WHAT IS YOUR FAVORITE PART OF YOUR JOB?

I love what I do, but my favorite thing is to be able to teach others critical skills and concepts so they can be better prepared and ready to respond or react in times of crisis or disaster. Being able to share information with communities and link the segments of communities together in a fully inclusive, accessible way creates stronger, healthier, more resilient communities and businesses.

Learning from our experiences and growing and evolving from them makes the experience that much more valuable. And taking those lessons learned and making ourselves, our homes and our business operations stronger and better than before is what it’s all about for me. In our field, that’s called continuity, but in plain terms, it is really gaining wisdom, strength and building a better place than we had before. 

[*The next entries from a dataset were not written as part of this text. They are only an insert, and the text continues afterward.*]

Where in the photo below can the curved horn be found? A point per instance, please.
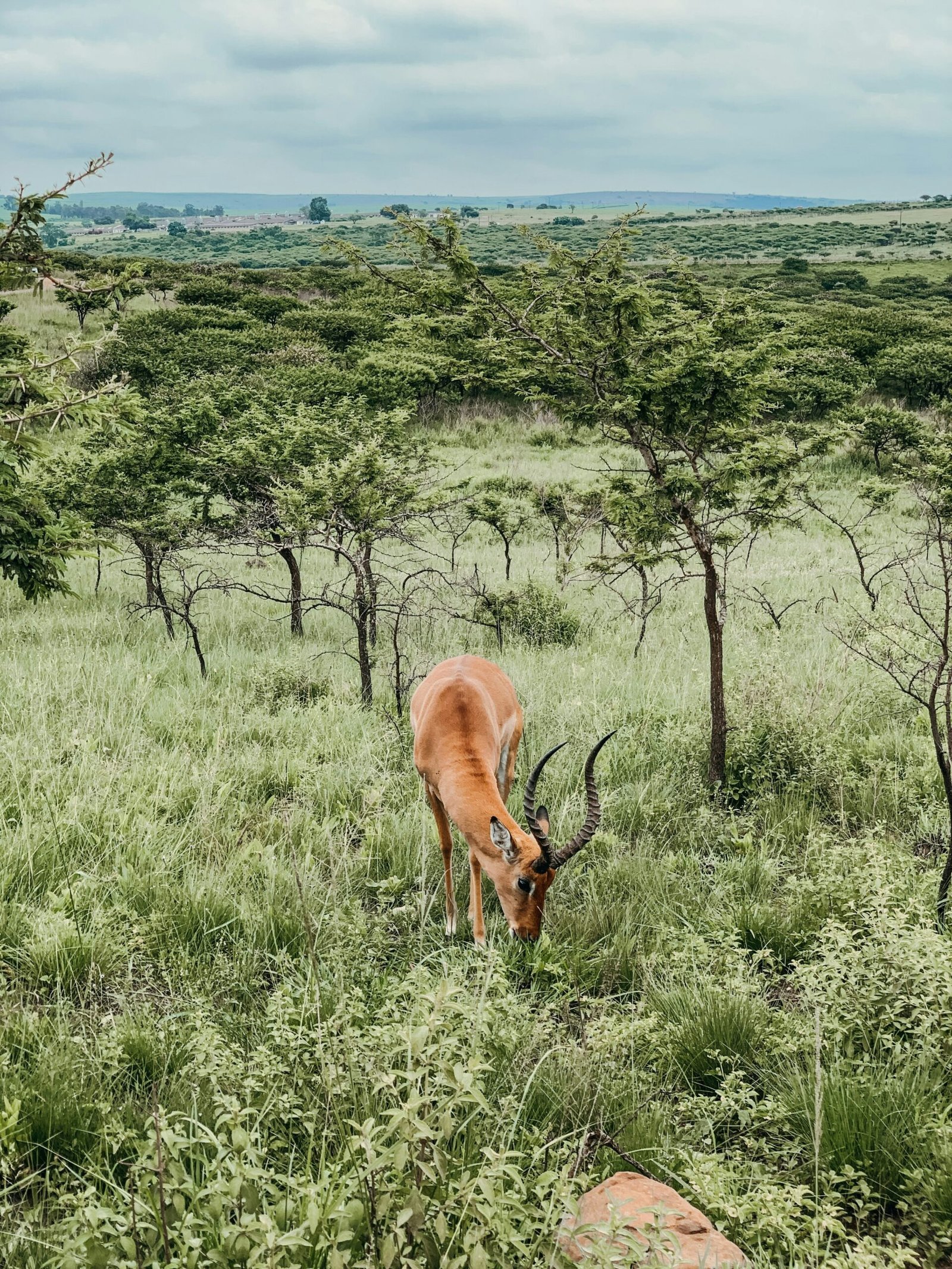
(594, 813)
(528, 805)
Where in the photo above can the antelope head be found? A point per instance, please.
(530, 872)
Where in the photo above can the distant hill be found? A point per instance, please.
(371, 202)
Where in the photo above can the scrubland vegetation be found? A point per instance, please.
(234, 1031)
(856, 233)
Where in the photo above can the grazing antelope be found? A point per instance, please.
(468, 726)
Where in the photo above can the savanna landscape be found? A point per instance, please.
(679, 488)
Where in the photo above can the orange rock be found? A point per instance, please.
(630, 1212)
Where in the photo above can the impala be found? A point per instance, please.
(468, 726)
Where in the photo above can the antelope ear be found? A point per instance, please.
(502, 839)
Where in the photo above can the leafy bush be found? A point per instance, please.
(207, 291)
(281, 685)
(532, 613)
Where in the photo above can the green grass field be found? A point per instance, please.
(234, 1031)
(918, 233)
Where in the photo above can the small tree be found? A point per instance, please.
(505, 506)
(909, 635)
(683, 376)
(570, 514)
(365, 497)
(37, 396)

DO YOU HAVE A FAVORITE MEMORY, OR STORY, ABOUT YOUR TIME HERE?
While I’m thrilled that the level of health in our community has resumed after we have gone through “COVID-World,” and that the UTRGV COVID Response Team wrapped up its operations in May 2022, I deeply loved the work of our team and I can recall countless late-night screening calls with students who were nervous, anxious and scared as they were going through their symptoms and diagnosis and managing their health. Being available to them, letting them share their worries and fears with me, and sharing the protocols that UTRGV mindfully put in place to manage their care and return them to campus and life safely – that truly meant the world to me. As a mom, I know what it is to worry about my child away from home – that instinct never fades or goes away.

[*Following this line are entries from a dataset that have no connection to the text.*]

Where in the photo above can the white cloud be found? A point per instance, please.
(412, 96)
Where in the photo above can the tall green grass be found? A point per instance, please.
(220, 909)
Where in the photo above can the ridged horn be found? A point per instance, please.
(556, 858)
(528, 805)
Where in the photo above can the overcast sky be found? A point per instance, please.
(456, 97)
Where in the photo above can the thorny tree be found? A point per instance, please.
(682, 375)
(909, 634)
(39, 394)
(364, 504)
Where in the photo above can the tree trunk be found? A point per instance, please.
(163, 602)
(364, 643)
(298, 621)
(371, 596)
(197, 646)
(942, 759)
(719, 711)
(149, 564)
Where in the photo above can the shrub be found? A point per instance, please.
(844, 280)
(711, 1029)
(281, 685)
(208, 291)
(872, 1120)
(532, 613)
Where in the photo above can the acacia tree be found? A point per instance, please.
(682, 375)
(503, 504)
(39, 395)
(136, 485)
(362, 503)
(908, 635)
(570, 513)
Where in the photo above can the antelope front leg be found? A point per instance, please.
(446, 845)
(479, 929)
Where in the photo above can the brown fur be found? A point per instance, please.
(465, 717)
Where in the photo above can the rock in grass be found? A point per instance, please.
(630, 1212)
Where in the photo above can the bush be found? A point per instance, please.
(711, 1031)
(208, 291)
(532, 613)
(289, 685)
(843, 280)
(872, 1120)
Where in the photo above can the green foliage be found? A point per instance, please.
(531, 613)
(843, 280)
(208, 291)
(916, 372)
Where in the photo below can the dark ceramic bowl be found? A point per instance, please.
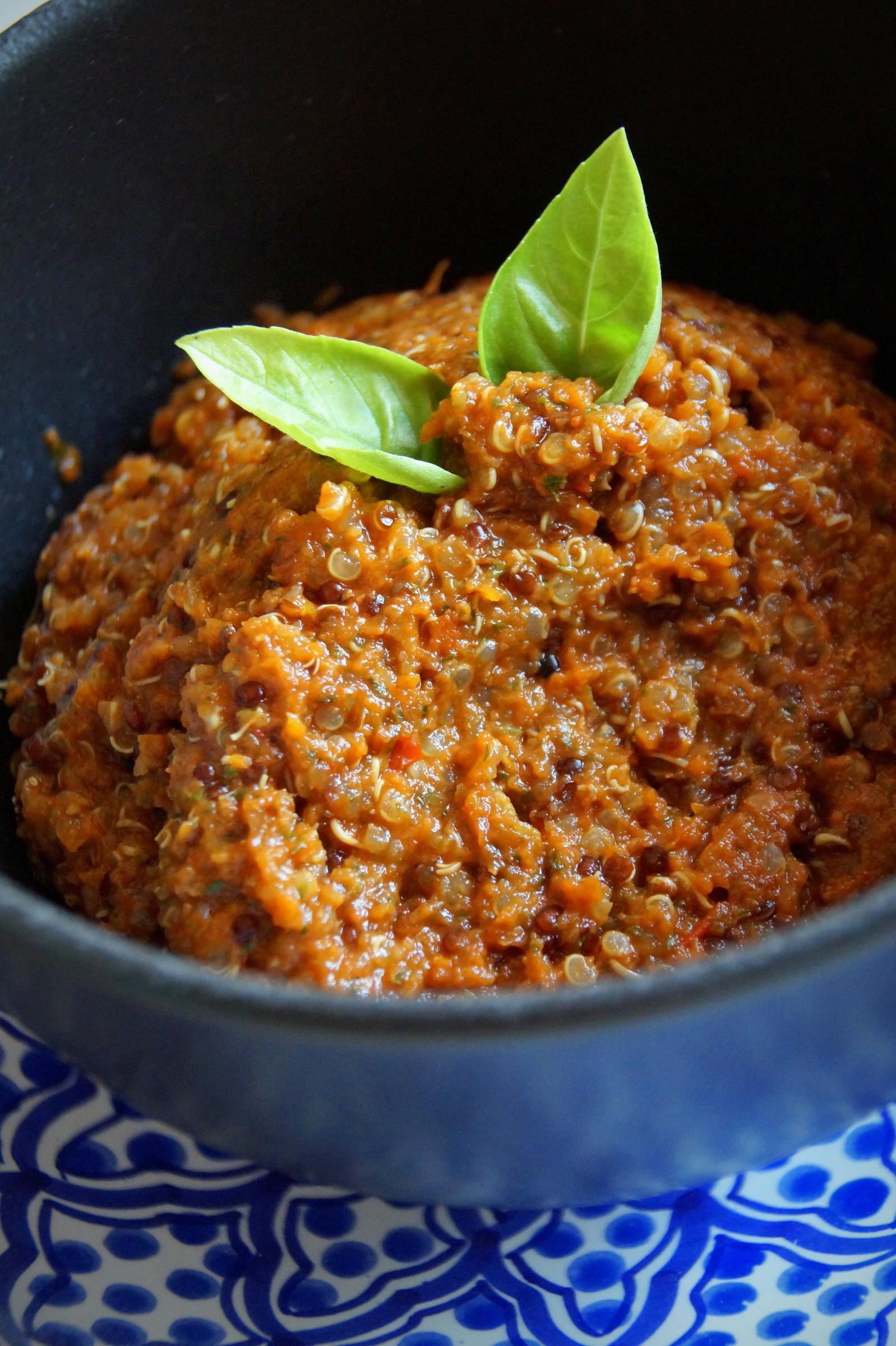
(167, 163)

For departments that experienced outbreaks, being able to work with their management, protecting the privacy of sensitive information of individuals and treating them with the same dignity and respect that I and my team would demand in our own personal situations – that truly made me realize the importance of what we were doing. It was personal, and individual, and it mattered. At times, of course, we would receive frustrated cases, but the number of thankful emails, relieved phone conversations, and watching the patients safely return to their daily lives made all of us on the team feel a profound sense of gratitude and accomplishment of our mission to keep UTRGV safe and healthy. The unseen work our team put forth, combined with the incredible guidance and support of the School of Medicine and the UTRGV Infectious Disease Outbreak Committee, helped save lives and greatly reduce the spread of COVID-19 at a critical time.

COVID-19 is by no means gone, nor are pandemics in the future; but hopefully people remember the valuable and critically important ways to protect themselves and others around us so we can have a healthy and successful year. I’m proud and humbled to have played a part in that.

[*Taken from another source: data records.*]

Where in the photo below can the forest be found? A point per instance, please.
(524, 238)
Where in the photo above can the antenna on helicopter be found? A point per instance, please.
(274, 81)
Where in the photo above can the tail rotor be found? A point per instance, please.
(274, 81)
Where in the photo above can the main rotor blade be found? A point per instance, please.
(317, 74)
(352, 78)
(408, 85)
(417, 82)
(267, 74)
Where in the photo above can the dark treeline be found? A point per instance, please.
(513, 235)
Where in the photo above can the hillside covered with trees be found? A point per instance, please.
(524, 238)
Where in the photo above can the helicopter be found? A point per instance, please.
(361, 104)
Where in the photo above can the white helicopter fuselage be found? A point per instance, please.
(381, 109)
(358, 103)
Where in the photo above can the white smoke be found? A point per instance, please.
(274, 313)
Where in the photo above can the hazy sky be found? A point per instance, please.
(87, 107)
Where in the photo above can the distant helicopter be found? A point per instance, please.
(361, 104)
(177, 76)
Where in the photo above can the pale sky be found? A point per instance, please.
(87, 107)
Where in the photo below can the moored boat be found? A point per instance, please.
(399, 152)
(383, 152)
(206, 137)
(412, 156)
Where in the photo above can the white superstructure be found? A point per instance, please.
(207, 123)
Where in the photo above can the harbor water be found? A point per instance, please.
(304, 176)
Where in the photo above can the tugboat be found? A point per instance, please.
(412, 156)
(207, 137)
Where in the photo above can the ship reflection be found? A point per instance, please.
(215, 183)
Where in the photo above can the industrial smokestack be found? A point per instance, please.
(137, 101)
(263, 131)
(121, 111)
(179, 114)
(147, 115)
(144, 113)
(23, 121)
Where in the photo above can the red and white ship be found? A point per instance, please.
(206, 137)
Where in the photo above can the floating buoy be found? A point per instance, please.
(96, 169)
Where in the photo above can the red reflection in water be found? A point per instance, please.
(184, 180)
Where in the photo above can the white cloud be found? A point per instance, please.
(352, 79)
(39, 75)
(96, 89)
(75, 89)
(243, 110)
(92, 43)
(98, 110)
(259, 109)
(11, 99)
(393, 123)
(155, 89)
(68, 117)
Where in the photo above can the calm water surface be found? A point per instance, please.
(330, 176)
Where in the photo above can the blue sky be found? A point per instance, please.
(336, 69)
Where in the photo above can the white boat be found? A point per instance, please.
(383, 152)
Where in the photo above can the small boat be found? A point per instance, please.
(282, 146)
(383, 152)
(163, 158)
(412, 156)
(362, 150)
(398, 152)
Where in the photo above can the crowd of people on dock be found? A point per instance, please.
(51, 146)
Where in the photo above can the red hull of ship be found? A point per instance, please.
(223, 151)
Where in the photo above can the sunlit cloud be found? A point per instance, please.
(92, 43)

TELL US SOMETHING MOST PEOPLE DON’T KNOW ABOUT YOU:
I write poetry, throw pottery, and I am a strong advocate for special needs and the foster care/adoption community. I am a mom to my beautiful little boy thanks to the opportunity of being a medical foster parent and being able to make him mine forever.

WHAT IS YOUR RELATIONSHIP WITH THE UTRGV COMMUNITY?
I am so happy and humbled to be a part of the UTRGV family. I embrace its mission fully, and even before I moved to the Valley nearly five years ago, I knew I wanted to work with UTRGV. In fact, the very first phone call I made during my job search in the Valley (I was still living in Miami and working at another university at the time) was to a person with whom I have the privilege of working with every day. I love the fact that UTHealthRGV is growing and meeting the needs of the communities here, and I am excited to see the growth, change and progress across the Valley – from campuses to the mobile clinics, to testing and vaccination operations, to countless collaborations.

Every place I go I see the impacts UTRGV has, and that fills me with gratitude and pride. Watching my little boy wear his UTRGV gear puts a huge smile on my face. And hopefully, someday, he’ll join the ranks as a future Vaquero. UTRGV really is the future of Texas and it’s as bright and warm as the South Texas sun.